Blinda's Class

Logo

Classwork for BIMM143

View the Project on GitHub blindasui/bimm143_github

Class 6: R functions

Blinda Sui (PID: A17117043)

All functions in R have at least 3 things:

Our first wee function:

add <- function(x, y=1) {
  x + y
}

Let’s test our function

add(c(1, 2, 3), y=10)
[1] 11 12 13
add(10)
[1] 11
add(10, c(10, 120))
[1]  20 130

A second function

Let’s try something more interesting. Make a sequence generation tool.

The ‘sample()’ function could be useful here.

sample(1:10, size = 3)
[1] 8 5 4

change this to work with the nucleotides A C G and T and return 3 or them.

n <- c("A", "C", "G", "T")
sample(n, size = 15, replace = TRUE)
 [1] "C" "G" "A" "A" "G" "C" "G" "A" "G" "T" "T" "G" "G" "A" "G"

Turn this snipet into a function that returns a user specified length dna sequence. Let’s call it ‘generate_dna()’
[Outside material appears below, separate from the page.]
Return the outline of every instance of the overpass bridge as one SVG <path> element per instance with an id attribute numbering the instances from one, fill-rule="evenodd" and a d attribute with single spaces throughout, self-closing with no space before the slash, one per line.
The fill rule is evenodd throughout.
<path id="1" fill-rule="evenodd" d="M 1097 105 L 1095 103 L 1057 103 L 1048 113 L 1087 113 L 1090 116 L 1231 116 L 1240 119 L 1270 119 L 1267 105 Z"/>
generate_dna <- function(len=10, fasta=FALSE){
  n <- c("A", "G", "C", "T")
  v <- sample(n, size=len, replace = TRUE)
  
  # Make a single element vector
  s <- paste(v, collapse = "")
  
  cat("Well done you!\n")
  
  if(fasta) {
    return(s)
  } else {
    return(v)
  }
}
generate_dna(5)
Well done you!

[1] "T" "A" "C" "A" "C"
s <- generate_dna(15)
Well done you!
s
 [1] "G" "A" "T" "G" "T" "T" "C" "T" "T" "T" "T" "G" "G" "C" "C"
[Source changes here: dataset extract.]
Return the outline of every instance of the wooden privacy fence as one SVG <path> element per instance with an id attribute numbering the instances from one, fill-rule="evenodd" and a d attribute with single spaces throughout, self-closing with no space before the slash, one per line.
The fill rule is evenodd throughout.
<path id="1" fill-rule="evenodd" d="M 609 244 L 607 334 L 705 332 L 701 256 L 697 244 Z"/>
I want the option to return a single element character vector with my sequence all together like this: “GGAGTAC”

s
 [1] "G" "A" "T" "G" "T" "T" "C" "T" "T" "T" "T" "G" "G" "C" "C"
paste(s, collapse = "")
[1] "GATGTTCTTTTGGCC"
generate_dna(10, fasta=TRUE)
Well done you!

[1] "GCACACAGTT"
generate_dna(10, fasta=FALSE)
Well done you!

 [1] "C" "A" "T" "G" "T" "A" "C" "C" "G" "G"

A more advanced example

Make a third function that generates protein sequence of a user specified length and format.

generate_protein <- function(size = 15, fasta = TRUE) {
  aa <- c("A","R","N","D","C","E","Q","G","H","I","L",
         "K","M","F","P","S","T","W","Y","V")
  seq <- sample(aa, size = size, replace = TRUE)
  
  if(fasta) {
    return(paste(seq, collapse = ""))
  } else {
    return(seq)
  }
}

Try this out…

generate_protein(10)
[1] "LEKLPYSNAN"

Q. Generate random protein sequences between lengths 5 and 12 amino-acids.

generate_protein(5)
[1] "MMKHM"
generate_protein(6)
[1] "QFRHCS"

One approach is to do this by brute force calling our unction for each lenght 5 to 12.

Another approach is to write a ‘for()’ loop to itterate over the input valued 5 to 12.

A very useful third R specific approach is to use the ‘sapply()’ function.

seq_lengths <- 6:12
for(i in seq_lengths) {
  cat(">", i, "\n")
  cat(generate_protein(i))
  cat("\n")
}
> 6 
VTQWIQ
> 7 
ERKQLNP
> 8 
YCHTHPAH
> 9 
MNDNCCYII
> 10 
FFKPKKLIDT
> 11 
PAHATCDQDRG
> 12 
DTEMWSEHKFCH
sapply(6:12, generate_protein)
[1] "NHCCIW"       "NLNAPLK"      "YAQSFLLN"     "NIHMMARLK"    "TAYHAKGLQN"  
[6] "VPDVAMRKSPD"  "PIMECIRSGRSP"

Key-Point: Writing functions in R is doable but not the easiest thing. Starting with a working snippet of code and then using LLM tools to improve and generalize your function code is a productive approach.